Both Massery and William Cameron, a school committee member who supported the name change, said in separate interviews that it might be better for the state to settle the issue rather than leaving it to individual communities to resolve. People who didn’t like the change could then direct their anger at the governor rather than their neighbors, Massery explained.


“I’d be upset with the state, but there wouldn’t be this argument within the community,” Massery said. “This wouldn’t divide the community. I don’t go to the grocery store with Charlie Baker.”
Cameron said the debate in Pittsfield broke down along familiar lines, with opponents saying the team names were intended to honor Native Americans.

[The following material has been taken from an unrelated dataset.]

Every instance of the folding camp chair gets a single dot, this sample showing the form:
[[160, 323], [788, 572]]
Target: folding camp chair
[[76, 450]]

“Their argument was, ‘It was meant to honor them, not insult them. If it insults them, well, they’re wrong,’” he said.


But the fact that many Native Americans find the names insulting is a reason to change, he added.


“What right do we have to say our alumni pride is more important than your personal insult?“ Cameron asked. “Times change, and I don’t think this is a change for the worse. It’s a change for the better.”


In Cambridge, Gifford said he also wishes New York’s lawmakers would take up the matter, rather than leaving school boards to sort through a culturally charged topic that can leave deep scars in local civic life.


“It has really torn this community apart and compromised the functionality of the district itself,” Gifford said. “I certainly hope we will find a path forward to heal and unite.”